Réponse de l’ASN à des demandes d’arrêt du parc nucléaire français

Publié le 30/03/2017 à 14:00

Note d'information

L’ASN a reçu plusieurs courriers de la part de citoyens lui demandant d’arrêter l’ensemble du parc nucléaire français afin de protéger le public. P.F. Chevet, président de l’ASN, a répondu en date du 21 mars 2017 à ces courriers. Dans sa réponse, M. Chevet revient plus particulièrement sur les points suivants :

  • S’agissant des effets des faibles doses de rayonnements ionisants, le système de radioprotection actuel est le fruit de recommandations faites au niveau international par la Commission internationale de radioprotection (CIPR) et l’AIEA fondées elles-mêmes sur un état des connaissances reposant sur les études scientifiques publiées.
    Voir sur ce point le Rapport annuel de l’ASN sur l’état de la sûreté nucléaire et de la radioprotection (édition 2015, p. 48).
  • S’agissant de l’exposition des personnes à la radioactivité engendrée par les installations nucléaires de base (INB), l’ASN réglemente et contrôle les rejets radioactifs de ces installations.

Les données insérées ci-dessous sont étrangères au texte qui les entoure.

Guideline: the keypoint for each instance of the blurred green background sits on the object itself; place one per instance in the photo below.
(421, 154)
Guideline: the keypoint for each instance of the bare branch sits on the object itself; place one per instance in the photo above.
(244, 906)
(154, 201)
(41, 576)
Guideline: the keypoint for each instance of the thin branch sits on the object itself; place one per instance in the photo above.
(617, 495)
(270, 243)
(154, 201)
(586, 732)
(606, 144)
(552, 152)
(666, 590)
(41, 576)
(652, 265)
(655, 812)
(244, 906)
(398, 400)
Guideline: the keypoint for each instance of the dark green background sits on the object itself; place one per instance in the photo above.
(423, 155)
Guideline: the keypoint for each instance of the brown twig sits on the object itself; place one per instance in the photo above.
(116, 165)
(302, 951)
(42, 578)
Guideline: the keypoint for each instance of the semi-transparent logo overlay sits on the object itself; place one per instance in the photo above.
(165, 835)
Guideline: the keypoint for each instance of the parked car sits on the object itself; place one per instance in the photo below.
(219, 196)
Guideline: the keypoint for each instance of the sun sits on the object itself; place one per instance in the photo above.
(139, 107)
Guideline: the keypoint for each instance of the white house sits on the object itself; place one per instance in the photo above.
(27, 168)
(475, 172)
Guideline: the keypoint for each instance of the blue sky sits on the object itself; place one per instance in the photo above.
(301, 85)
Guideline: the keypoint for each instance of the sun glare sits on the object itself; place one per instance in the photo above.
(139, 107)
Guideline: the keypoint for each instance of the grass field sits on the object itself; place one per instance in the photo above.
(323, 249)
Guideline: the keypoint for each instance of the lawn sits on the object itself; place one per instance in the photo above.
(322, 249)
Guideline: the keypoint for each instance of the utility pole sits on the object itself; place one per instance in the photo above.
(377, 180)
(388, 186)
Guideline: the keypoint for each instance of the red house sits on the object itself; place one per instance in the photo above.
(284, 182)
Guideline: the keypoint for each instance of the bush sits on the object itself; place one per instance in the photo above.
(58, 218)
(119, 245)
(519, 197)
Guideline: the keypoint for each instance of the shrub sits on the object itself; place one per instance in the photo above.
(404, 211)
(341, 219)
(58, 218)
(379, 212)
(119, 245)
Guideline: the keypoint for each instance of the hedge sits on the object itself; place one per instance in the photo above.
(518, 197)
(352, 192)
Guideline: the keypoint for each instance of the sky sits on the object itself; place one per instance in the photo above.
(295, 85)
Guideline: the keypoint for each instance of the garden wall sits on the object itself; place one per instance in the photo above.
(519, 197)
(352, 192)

Elle veille à ce que ces rejets soient réduits, en application du principe d’optimisation inscrit à l’article L.1333-1 du code de la santé publique, à un niveau aussi faible que raisonnablement possible afin qu’ils n’entraînent pas d’effet significatif sur l’environnement et sur la santé des populations, compte tenu des meilleures techniques disponible.

En application de la réglementation (art. L.125-15 du code de l’environnement), les exploitants nucléaires publient chaque année un bilan des rejets radioactifs et non radioactifs qu’ils ont réalisés dans l’environnement. Ces rapports sont accessibles sur Internet.

L’ASN publie chaque année, dans son Rapport annuel sur l’état de la sûreté nucléaire et de la radioprotection en France, le bilan de l’impact radiologique de l’ensemble des INB et son évolution sur les années précédentes ainsi que la synthèse des rejets radioactifs liquides et gazeux de l’ensemble des centrales nucléaires d’EDF.

L’impact radiologique de la plupart des sites nucléaires reste très inférieur à 1 % de la limite réglementaire pour le public (1 millisievert (mSv) par an). À titre de comparaison, l’exposition moyenne annuelle d’un Français à la radioactivité est d’environ 4,5 mSv. Les principaux contributeurs à l’exposition des personnes sont la radioactivité naturelle et les applications médicales des rayonnements ionisants.

  • S’agissant du contrôle des installations nucléaires, conformément à la loi, l’ASN assure, au nom de l’État, le contrôle de la sûreté nucléaire et de la radioprotection en France pour protéger les travailleurs, les patients, le public et l’environnement des risques liés aux activités nucléaires.

Ce contrôle consiste à vérifier que tout responsable d’une activité nucléaire assume pleinement sa responsabilité et respecte les exigences de la réglementation relative à la sûreté nucléaire et à la radioprotection ainsi que les prescriptions de l’ASN.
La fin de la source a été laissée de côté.